Y a solo dos cuadras de la calle Olavarría, la casa que me vió nacer. Un edificio de tres pisos, con el cuartel de bomberos justo enfrente. El ruido ensordecedor de la sirena de la autobomba a altas horas de la noche, despertaba a todos los vecinos que hasta ese momento descansaban en silencio esperando el comienzo del nuevo día.

Un pequeño kiosko, a mitad de cuadra, era mi preferido. Cada mediodía al volver del colegio, antes de entrar a casa, pasaba a comprar mi chupetín predilecto, Tatín, de dulce de leche tierno y pegajoso. Los chicos del barrio se juntaban casi siempre delante de su vidriera y elegían entre tantas ricas golosinas que compraban con los poquitos centavos que habían podido ahorrar durante la semana. Era un momento de festejo, de felicidad plena. La misma sencillez de la ocasión, la hacía más que especial, con la sonrisa dibujada en el rostro de cada niño inocente que esperaba justo ese instante de regocijo total.

En la esquina, la farmacia de Pedro y Mauricio; Celia, la farmaceútica y un perrito salchicha, muy simbólico del lugar. Los muebles de la farmacia eran de madera, repletos de frascos antiguos; una clásica balanza en la que controlábamos nuestro peso de vez en cuando, por el simple hecho de ir a saludar a Pedro y Mauricio quienes nos contaban anécdotas de sus vidas haciéndonos reír y disfrutar de los chismes familiares. Cualquier dolencia te la solucionaba Pedro que hacía las veces de médico y experto conocedor de los males que aquejaban a los diferentes vecinos.
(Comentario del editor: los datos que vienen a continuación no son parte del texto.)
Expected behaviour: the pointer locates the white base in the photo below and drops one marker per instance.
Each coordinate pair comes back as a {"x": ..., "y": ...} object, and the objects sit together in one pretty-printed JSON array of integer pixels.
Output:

Y así, en medio de tantos recuerdos, dos desconocidos, tuvieron un denominador común. El deseo de volver aunque fuera por un instante, a aquellos viejos tiempos, en los que, sin celulares, ni computadoras, la infancia se disfrutaba sin más que con imaginación, juguetes improvisados, una gaseosa compartida entre amigos y un viejo kiosko donde se compraban golosinas y figuritas a la salida de la escuela; y cuando les tocaba la más dificil, esa que completaba el álbum, saltaban de felicidad.

¿Será verdad entonces que todo tiempo pasado fue mejor?